A review of livability measures found that while it is defined inconsistently, there is much overlap in approaches and indicators. Strengthening measurement can advance health-promoting urban design.
For the attention of: Civic data organizations, neighbourhood developers, professionals at intersection of urban design and community health
The problem: Investment in livability is an asset-based intervention that involves community connection, resource enhancement, and opportunity creation. Livability has been studied widely in various fields, including but not limited to urban development, economics, sustainability, and sociology. As a result, there is little consensus about livability measurement, with many different definitions and indicators used. Stronger, standardized measures of livability are needed to translate evidence-based public health recommendations that need cross-sector collaboration for successful implementation.
What we did and why: We conducted a scoping review, searching three databases (PubMed, Google Scholar, and Web of Science) for studies that measured livability. We look at whether they also assessed its measurement properties. Properties such as reliability (the consistency of a measure, or if a tool can measure something in a reproducible manner) and validity (the accuracy of a measure, or its ability to measure what was intended). We assessed how livability is measured to inform the strengthening and standardizing of measurement across sectors.

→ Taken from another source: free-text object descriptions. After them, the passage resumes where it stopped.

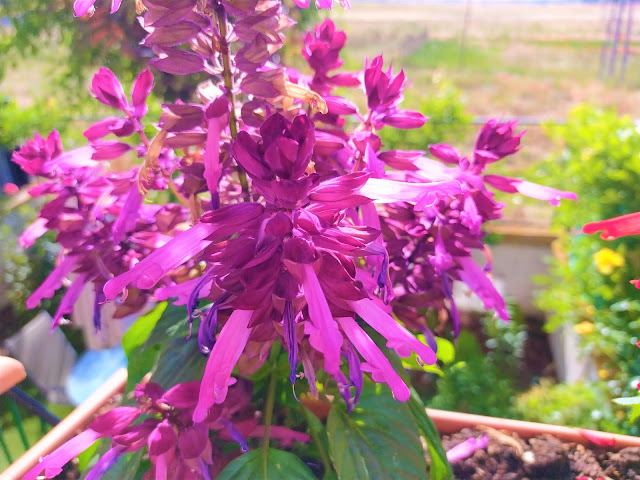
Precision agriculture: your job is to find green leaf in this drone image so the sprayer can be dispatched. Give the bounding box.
[127,345,161,392]
[327,384,427,480]
[401,352,444,377]
[100,450,142,480]
[142,305,189,348]
[436,335,456,365]
[151,336,207,390]
[122,302,188,392]
[408,387,453,480]
[629,404,640,423]
[216,448,316,480]
[122,302,167,358]
[358,327,452,480]
[78,438,143,480]
[78,440,100,472]
[613,396,640,406]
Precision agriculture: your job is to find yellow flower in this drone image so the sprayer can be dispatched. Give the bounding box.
[573,320,594,335]
[593,248,624,275]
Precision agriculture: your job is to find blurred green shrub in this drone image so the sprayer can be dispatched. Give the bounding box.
[0,98,74,149]
[380,82,473,150]
[515,379,620,432]
[530,105,640,402]
[428,307,527,418]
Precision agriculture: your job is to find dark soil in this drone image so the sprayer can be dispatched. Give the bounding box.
[442,428,640,480]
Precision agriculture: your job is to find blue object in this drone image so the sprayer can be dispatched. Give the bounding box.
[66,346,127,405]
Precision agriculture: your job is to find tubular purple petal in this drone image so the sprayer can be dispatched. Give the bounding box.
[85,446,124,480]
[91,67,128,111]
[73,0,96,17]
[26,256,79,308]
[131,68,153,118]
[447,435,489,463]
[482,175,578,207]
[360,178,462,209]
[302,264,342,374]
[112,183,142,243]
[104,223,217,300]
[337,317,411,402]
[220,418,249,452]
[22,429,102,480]
[178,425,209,460]
[456,257,509,320]
[193,310,253,423]
[204,117,222,197]
[282,300,298,385]
[350,298,437,365]
[18,218,49,248]
[89,407,142,437]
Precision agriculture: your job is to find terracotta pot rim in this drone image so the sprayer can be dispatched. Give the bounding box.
[426,408,640,450]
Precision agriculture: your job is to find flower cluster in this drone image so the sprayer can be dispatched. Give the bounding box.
[14,0,575,478]
[24,382,309,480]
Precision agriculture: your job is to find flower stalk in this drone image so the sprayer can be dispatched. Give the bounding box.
[215,4,249,197]
[262,342,280,472]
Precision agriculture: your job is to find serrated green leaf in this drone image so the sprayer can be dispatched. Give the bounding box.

What our study adds: Studies have been carried out across the globe, with several cross-country analyses or comparisons of global cities. Most studies conducted were in an urban context. There was little consensus across studies on livability definitions. However, measure domains and indicators overlapped significantly. Most studies reported high levels of reliability and found that livability was correlated with similar measures (e.g. place satisfaction, neighborhood safety, and sense of place) and self-reported health and wellbeing.

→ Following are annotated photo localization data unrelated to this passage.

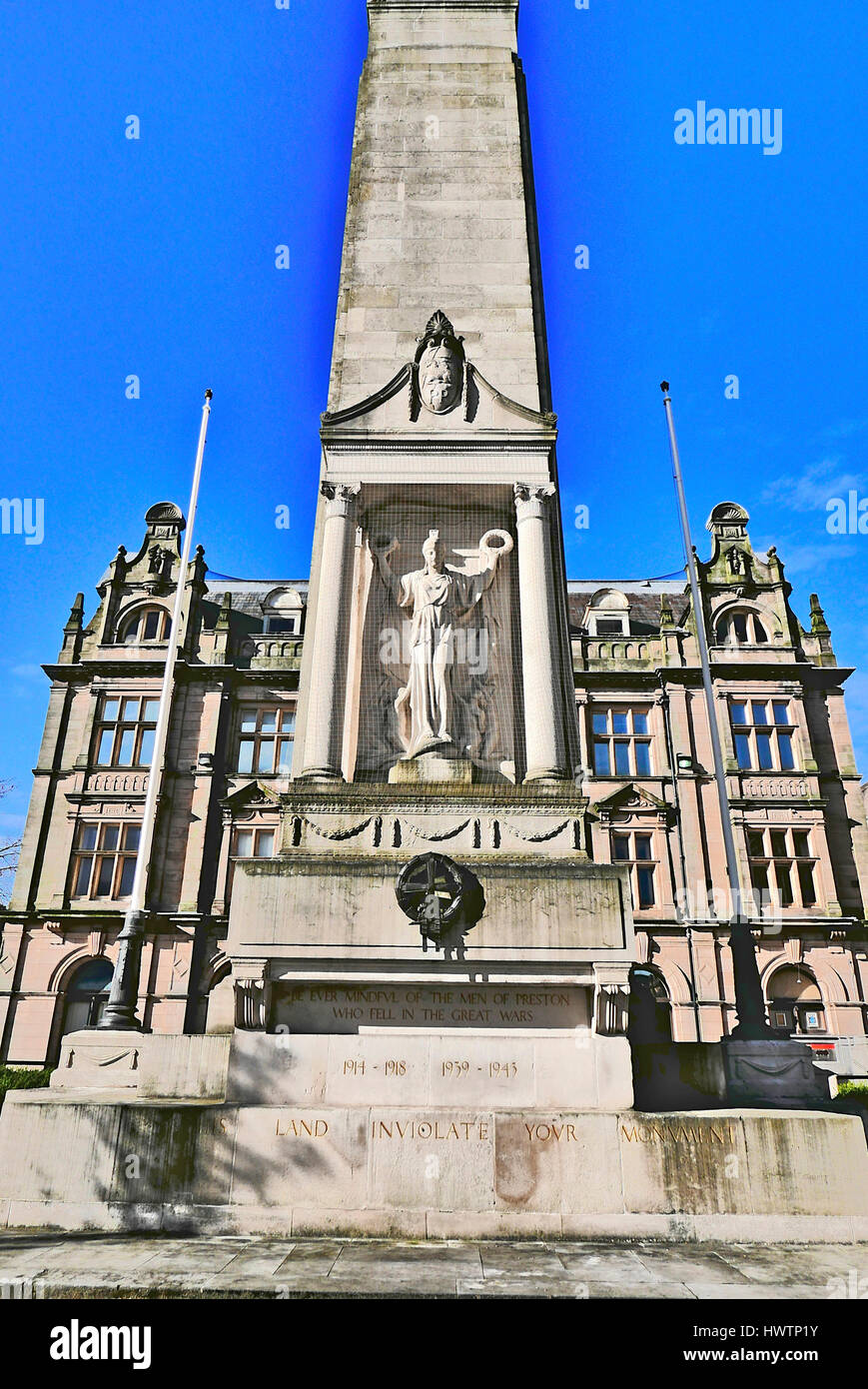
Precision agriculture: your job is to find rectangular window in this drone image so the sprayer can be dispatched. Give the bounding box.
[590,704,652,776]
[235,829,275,858]
[71,822,140,901]
[236,704,296,776]
[729,700,796,772]
[612,830,657,911]
[747,827,817,914]
[93,694,160,766]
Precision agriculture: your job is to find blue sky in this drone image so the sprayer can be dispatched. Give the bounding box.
[0,0,868,833]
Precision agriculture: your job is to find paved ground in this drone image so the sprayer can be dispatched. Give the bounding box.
[0,1232,868,1300]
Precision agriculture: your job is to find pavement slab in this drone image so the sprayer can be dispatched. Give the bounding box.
[0,1231,868,1301]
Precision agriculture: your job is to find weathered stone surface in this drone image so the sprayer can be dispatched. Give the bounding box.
[0,1092,868,1238]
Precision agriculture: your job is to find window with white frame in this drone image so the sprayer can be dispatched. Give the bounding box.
[232,827,277,858]
[236,704,296,776]
[612,829,657,911]
[118,607,172,646]
[590,704,651,776]
[729,698,796,772]
[715,609,768,646]
[767,965,826,1032]
[584,589,630,637]
[747,826,817,912]
[93,694,160,766]
[71,820,142,901]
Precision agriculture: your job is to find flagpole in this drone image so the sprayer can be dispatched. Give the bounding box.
[99,391,213,1029]
[659,381,778,1042]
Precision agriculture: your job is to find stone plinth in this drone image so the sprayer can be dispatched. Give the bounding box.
[227,1023,633,1110]
[389,752,473,786]
[0,1090,868,1240]
[721,1037,837,1108]
[50,1028,147,1093]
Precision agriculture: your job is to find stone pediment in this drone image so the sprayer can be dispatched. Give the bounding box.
[593,784,675,819]
[321,361,557,446]
[221,780,281,815]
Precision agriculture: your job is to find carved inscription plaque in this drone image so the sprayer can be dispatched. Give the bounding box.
[270,983,589,1033]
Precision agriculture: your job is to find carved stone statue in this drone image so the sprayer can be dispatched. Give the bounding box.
[374,531,512,759]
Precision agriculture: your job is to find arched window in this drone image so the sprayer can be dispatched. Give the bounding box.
[118,607,172,646]
[767,964,826,1032]
[583,589,630,642]
[716,609,768,646]
[627,965,672,1043]
[63,959,111,1036]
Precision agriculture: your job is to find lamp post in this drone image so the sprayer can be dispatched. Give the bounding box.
[99,391,211,1030]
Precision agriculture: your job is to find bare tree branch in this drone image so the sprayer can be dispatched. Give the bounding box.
[0,780,21,905]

Implications for city policy and practice: Urban policymakers are increasingly convening around the shared goal of improving livability, in an effort to collaborate more efficiently and effectively across sectors. With this scoping review we cut through the noise of academic jargon. We break down essential components of measurement science as they apply to the complex, multidimensional concept of livability with the ultimate goal of reframing livability measurement to center the everyday lives of existing residents, amplifying their priorities for future urban policies.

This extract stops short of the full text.